6098 sayılı Türk Borçlar Kanunu"nun 56. maddesi hükmüne göre hâkimin özel halleri göz önünde tutarak manevi zarar adı ile hak sahibine verilmesine karar vereceği bir para tutarı adalete uygun olmalıdır. Hükmedilecek bu para, zarara uğrayanda manevi huzuru doğurmayı gerçekleştirecek tazminata benzer bir fonksiyonu olan özgün bir nitelik taşır. Bir ceza olmadığı gibi mal varlığı hukukuna ilişkin bir zararın karşılanmasını da amaç edinmemiştir. O halde bu tazminatın sınırı onun amacına göre belirlenmelidir. Takdir edilecek miktar, mevcut halde elde edilmek istenilen tatmin duygusunun etkisine ulaşmak için gerekli olan kadar olmalıdır. 22/06/1966 günlü ve 7/7 sayılı Yargıtay İçtihadı Birleştirme Kararının gerekçesinde takdir olunacak manevi tazminatın tutarını etkileyecek özel hal ve şartlar da açıkça gösterilmiştir. Bunlar her olaya göre değişebileceğinden hakim bu konuda takdir hakkını kullanırken ona etkili olan nedenleri de karar yerinde objektif ölçülere göre isabetli bir biçimde göstermelidir.
Somut olayda; olay tarihi, olayın meydana geliş biçimi, ölenlerin davacılara yakınlığı ve yukarıdaki ilkeler nazara alındığında davacılar ... ve ... yararına hükmedilen manevi tazminat miktarı azdır. Bölge Adliye Mahkemesince, daha üst düzeyde manevi tazminata hükmedilmek üzere kararın bozulması gerekmiştir.

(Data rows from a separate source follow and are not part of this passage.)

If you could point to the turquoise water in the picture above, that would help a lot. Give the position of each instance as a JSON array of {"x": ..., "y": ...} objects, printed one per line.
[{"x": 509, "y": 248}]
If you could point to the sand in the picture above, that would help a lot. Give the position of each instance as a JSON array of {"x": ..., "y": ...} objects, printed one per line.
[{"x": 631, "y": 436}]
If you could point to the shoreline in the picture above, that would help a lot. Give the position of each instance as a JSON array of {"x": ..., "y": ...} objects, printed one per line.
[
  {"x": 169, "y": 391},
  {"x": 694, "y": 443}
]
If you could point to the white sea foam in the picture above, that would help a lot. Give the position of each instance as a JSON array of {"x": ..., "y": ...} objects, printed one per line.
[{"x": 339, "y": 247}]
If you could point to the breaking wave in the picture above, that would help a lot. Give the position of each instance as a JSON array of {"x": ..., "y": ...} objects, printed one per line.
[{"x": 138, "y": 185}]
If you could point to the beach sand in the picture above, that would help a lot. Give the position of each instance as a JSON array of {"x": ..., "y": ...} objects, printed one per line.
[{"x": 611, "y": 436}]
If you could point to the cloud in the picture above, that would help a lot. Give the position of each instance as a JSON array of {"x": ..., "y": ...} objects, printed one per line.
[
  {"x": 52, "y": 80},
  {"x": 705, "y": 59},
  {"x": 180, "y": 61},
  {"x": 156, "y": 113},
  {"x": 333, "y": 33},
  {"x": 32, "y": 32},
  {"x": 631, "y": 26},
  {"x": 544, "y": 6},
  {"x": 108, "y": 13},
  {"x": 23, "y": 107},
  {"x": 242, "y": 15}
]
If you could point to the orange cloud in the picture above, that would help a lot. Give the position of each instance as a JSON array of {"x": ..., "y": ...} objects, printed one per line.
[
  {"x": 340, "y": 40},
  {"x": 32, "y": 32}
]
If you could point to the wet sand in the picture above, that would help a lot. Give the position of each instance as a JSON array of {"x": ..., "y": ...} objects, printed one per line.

SONUÇ: Yukarıda (1) numaralı bentte açıklanan nedenlerle davacılardan ...’ın temyiz dilekçesinin HMK 362/1-a maddesi gereğince REDDİNE, temyiz edilen Bölge Adliye Mahkemesi kararının (2) sayılı bentte gösterilen nedenlerle HMK’nın 371. maddesi gereğince davacılardan ... ve ... yararına BOZULMASINA, dosyanın Bölge Adliye Mahkemesine GÖNDERİLMESİNE ve davacılardan peşin alınan harcın istek halinde geri verilmesine 23/12/2020 gününde oy birliğiyle karar verildi.